Let’s be more conservative and set it to 20% of the original growth rate:
essential_genes(model, min_growth=0.2)
Remember, gene (and reaction) essentiality is very much depedent on the environmental conditions.
Let’s try changing the carbon source:
essential_genes(model, constraints={'R_EX_glc_e': 0, 'R_EX_fru_e': (-10, 0)})
Omics-based methods¶
There are currently two simulation methods based on transcriptomics data implemented:
GIMME
from framed import GIMME
solution = GIMME(model, gene_expression)
Additional arguments (cutoff percentile, growth fraction) can be specified:
GIMME(model, gene_expression, cutoff=25, growth_frac=0.9)
E-Flux
from framed import eFlux:
solution = eFlux(model, gene_expression)
Additional arguments can be specified to scale the reaction rates to flux units using a measured reaction rate:
eFlux(model, gene_expression, scale_rxn='R_EX_glc_e', scale_value=11.5)
Strain design¶
framed doesn’t aim to be a strain design package. For that try Cameo instead.
Nonetheless, a few naive strain design methods are provided.
The first is a brute force approach that tries all possible combinations of gene/reaction deletions.
from framed import combinatorial_gene_deletion
objective = lambda x: x['R_EX_succ_e']
solutions = combinatorial_gene_deletion(model, objective, max_dels=3)
from framed import combinatorial_reaction_deletion
objective = lambda v: v['R_EX_succ_e']
solutions = combinatorial_reaction_deletion(model, objective, max_dels=3)
You can define more complex objective functions such as the BPCY, and you can easily change the simulation method:
biomass = model.detect_biomass_reaction()
BPCY = lambda v: v[biomass] * v['R_EX_succ_e'] / v['R_EX_glc_e']
solutions = combinatorial_gene_deletion(model, BPCY, method='MOMA', max_dels=3)
The other method is a heuristic hill-climbing approach:
from framed import greedy_gene_deletion
objective = lambda x: x['R_EX_succ_e']
solutions = greedy_gene_deletion(model, objective, max_dels=5)

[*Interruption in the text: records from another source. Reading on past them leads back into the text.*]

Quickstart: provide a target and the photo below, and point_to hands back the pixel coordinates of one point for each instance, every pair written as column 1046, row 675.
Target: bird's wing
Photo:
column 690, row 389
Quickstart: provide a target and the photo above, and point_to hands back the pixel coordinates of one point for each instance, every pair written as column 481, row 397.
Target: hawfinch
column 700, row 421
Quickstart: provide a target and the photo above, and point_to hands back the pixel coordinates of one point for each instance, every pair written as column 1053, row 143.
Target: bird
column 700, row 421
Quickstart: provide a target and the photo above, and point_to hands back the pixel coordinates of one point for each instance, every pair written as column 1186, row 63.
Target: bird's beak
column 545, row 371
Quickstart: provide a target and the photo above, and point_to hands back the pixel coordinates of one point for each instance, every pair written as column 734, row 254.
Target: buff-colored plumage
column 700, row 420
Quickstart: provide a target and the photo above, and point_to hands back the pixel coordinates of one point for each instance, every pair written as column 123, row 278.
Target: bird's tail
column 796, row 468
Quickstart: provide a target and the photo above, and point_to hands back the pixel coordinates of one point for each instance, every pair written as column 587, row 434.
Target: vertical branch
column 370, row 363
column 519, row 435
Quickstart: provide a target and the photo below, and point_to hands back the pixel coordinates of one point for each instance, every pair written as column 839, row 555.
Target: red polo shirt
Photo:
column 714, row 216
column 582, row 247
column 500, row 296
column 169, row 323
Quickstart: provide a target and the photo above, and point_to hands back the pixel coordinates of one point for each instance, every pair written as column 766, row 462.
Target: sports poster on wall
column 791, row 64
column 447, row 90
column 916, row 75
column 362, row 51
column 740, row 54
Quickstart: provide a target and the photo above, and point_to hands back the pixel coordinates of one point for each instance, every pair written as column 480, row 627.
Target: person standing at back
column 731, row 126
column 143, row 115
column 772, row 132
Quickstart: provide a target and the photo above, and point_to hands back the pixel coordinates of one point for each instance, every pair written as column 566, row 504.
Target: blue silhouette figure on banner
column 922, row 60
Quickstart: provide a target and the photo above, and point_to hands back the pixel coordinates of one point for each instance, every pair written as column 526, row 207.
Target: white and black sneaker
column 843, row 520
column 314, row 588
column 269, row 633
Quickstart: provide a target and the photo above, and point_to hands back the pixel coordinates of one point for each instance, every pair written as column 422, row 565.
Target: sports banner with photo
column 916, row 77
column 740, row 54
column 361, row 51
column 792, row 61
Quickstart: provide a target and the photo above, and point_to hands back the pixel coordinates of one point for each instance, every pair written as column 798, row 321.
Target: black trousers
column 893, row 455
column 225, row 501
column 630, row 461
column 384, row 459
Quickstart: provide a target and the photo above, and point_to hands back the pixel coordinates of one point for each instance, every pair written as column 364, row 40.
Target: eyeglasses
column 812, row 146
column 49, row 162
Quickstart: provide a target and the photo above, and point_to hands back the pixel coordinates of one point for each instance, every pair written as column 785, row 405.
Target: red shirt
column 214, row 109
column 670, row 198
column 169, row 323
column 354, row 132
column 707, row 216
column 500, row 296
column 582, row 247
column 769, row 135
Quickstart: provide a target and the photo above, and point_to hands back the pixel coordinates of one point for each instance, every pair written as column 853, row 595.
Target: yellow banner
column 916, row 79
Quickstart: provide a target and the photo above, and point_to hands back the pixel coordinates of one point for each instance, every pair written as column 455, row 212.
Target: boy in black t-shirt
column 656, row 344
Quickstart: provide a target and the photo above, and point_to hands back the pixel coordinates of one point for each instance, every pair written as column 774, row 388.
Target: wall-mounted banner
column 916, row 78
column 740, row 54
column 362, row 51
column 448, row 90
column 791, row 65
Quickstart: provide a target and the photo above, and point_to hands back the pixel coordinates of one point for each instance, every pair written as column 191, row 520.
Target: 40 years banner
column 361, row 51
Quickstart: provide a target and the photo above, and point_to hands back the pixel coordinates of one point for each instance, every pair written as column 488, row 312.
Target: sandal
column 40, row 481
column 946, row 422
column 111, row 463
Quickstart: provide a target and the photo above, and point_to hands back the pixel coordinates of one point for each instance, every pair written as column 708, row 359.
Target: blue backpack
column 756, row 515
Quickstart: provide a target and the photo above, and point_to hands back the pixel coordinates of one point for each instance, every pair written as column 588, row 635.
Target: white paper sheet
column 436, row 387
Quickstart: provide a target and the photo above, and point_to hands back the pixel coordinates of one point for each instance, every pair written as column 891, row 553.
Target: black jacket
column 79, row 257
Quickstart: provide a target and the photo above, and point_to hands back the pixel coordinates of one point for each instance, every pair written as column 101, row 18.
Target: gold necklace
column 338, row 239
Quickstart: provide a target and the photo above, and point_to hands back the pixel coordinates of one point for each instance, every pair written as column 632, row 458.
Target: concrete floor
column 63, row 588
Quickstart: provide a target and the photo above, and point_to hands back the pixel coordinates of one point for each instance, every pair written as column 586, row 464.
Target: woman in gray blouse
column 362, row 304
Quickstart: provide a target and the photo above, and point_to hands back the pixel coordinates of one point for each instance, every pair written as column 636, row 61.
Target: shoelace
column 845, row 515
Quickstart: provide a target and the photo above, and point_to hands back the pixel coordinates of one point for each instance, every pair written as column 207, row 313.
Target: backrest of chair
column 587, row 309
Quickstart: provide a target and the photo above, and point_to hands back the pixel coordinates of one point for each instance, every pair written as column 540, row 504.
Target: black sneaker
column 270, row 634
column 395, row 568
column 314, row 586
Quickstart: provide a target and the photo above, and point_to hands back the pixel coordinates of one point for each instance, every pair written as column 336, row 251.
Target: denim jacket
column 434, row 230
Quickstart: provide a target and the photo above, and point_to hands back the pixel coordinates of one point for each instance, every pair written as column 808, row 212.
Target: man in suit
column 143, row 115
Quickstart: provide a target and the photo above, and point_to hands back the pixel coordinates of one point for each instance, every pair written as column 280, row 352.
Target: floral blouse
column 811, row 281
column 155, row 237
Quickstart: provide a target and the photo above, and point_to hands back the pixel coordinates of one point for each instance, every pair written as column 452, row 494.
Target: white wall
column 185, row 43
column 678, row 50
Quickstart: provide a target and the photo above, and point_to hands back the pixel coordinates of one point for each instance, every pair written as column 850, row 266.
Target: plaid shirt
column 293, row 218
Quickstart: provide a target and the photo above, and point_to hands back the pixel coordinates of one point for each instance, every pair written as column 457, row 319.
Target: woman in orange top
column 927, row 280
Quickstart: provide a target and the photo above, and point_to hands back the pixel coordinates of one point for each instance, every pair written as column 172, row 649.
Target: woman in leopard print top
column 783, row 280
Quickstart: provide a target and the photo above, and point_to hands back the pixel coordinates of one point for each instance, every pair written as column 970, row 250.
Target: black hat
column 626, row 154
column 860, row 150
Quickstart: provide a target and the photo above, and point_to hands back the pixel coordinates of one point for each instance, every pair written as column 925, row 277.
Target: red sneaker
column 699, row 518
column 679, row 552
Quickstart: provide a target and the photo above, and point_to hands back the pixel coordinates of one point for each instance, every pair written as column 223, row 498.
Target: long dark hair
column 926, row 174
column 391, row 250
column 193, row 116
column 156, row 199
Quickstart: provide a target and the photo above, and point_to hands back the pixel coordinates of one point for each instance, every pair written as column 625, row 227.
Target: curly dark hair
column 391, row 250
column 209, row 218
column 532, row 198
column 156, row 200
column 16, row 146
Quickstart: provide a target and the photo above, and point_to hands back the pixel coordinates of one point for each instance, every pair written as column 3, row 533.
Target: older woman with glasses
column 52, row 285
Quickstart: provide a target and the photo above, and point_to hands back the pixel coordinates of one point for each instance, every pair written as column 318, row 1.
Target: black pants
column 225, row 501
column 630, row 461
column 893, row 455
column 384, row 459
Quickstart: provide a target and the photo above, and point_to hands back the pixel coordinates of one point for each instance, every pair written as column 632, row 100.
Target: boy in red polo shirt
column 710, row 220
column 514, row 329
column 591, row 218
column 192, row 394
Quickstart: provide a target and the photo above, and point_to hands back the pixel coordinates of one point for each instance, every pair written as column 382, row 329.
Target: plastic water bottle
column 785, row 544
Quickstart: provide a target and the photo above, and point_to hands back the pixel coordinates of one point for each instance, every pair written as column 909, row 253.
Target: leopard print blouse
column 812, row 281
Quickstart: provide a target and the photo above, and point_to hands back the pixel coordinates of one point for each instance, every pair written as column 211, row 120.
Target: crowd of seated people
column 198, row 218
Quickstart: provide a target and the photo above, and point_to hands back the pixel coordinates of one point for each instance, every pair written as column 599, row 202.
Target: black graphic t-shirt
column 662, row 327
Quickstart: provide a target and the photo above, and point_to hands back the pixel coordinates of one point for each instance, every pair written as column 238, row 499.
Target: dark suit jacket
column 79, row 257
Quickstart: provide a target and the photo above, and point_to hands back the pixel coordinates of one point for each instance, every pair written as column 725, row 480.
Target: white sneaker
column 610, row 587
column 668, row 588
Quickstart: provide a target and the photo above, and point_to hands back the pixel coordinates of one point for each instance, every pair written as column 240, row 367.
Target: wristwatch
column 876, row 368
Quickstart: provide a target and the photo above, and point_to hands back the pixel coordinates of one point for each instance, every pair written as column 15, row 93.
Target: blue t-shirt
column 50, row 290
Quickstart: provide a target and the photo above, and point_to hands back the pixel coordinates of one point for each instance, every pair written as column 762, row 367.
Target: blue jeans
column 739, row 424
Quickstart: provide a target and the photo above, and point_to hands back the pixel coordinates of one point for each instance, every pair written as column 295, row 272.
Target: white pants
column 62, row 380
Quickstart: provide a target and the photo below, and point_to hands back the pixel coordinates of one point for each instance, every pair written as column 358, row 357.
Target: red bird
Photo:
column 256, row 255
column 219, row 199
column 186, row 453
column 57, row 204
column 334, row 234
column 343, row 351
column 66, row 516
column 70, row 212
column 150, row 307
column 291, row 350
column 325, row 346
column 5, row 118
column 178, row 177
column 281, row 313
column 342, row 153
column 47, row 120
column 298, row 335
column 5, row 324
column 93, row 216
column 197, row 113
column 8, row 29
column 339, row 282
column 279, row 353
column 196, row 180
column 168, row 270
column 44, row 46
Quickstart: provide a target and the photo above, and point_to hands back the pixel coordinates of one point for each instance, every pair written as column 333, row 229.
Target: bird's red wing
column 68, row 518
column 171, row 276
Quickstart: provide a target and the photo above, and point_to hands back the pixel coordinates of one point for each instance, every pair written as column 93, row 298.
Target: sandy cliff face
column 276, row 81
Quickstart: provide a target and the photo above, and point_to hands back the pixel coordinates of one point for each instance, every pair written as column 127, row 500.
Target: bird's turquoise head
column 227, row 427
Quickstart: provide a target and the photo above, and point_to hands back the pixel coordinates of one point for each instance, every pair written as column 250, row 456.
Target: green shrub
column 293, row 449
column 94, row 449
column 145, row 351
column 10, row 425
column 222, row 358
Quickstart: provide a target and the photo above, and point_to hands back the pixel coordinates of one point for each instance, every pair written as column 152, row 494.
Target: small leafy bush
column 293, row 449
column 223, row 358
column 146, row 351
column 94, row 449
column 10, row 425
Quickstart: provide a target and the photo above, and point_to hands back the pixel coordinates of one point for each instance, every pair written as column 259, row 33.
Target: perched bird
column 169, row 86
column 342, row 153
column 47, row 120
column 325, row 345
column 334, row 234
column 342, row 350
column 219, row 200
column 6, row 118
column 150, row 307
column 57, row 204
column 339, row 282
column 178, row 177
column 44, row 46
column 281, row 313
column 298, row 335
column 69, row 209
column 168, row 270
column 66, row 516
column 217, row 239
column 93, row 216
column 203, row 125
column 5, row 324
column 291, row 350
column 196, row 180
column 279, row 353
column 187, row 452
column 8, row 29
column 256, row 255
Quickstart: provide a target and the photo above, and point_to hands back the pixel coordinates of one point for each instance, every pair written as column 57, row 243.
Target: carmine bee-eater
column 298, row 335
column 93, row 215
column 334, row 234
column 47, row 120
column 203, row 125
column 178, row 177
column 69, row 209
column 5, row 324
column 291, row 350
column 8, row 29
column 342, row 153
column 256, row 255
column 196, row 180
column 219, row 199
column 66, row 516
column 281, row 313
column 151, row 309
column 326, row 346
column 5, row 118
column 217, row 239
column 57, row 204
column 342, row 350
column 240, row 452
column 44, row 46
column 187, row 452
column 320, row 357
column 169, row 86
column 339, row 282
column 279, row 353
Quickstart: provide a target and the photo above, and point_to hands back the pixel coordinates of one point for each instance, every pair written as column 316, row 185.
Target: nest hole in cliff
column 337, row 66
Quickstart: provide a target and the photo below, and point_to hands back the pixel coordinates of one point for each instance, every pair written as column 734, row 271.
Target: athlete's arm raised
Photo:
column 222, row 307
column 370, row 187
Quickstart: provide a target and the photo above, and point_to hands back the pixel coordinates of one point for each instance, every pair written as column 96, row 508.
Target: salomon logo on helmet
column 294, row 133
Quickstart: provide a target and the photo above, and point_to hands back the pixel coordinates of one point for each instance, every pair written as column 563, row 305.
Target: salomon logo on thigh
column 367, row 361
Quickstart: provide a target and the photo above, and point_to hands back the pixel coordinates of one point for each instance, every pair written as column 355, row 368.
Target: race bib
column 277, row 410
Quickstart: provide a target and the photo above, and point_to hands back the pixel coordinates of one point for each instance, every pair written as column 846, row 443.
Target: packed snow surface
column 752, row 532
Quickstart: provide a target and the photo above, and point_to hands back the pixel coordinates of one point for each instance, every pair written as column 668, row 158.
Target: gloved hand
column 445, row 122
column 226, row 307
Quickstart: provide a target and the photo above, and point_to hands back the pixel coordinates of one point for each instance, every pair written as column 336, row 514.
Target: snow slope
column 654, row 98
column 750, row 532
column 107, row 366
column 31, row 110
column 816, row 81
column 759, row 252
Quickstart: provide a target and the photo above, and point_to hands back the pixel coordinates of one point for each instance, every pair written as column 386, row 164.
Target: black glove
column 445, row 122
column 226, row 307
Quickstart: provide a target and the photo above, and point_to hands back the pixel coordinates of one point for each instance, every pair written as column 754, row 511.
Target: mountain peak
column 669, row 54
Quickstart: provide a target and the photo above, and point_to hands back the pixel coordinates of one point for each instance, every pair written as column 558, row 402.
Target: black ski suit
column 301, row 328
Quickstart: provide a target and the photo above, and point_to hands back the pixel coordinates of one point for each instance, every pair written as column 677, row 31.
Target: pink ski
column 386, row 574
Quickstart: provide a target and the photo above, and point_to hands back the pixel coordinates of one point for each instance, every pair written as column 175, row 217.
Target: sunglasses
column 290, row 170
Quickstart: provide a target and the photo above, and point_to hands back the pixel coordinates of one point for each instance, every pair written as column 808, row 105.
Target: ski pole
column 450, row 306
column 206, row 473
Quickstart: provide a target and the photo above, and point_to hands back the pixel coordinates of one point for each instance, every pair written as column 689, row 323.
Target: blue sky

from framed import greedy_reaction_deletion
objective = lambda x: x['R_EX_succ_e']
solutions = greedy_reaction_deletion(model, objective, max_dels=5)
You can fine-tune the balance between size of search space and speed by adjusting the population size:
solutions = greedy_gene_deletion(model, objective, max_dels=5, pop_size=20)
Plotting¶
framed provides some built-in plotting utilities. For instance, you can plot a flux envelope:
from framed import plot_flux_envelope
plot_flux_envelope(model, 'R_EX_o2_e', 'R_EX_glc_e')
Kinetic modeling¶
framed implements some basic (and experimental) support for working with kinetic models.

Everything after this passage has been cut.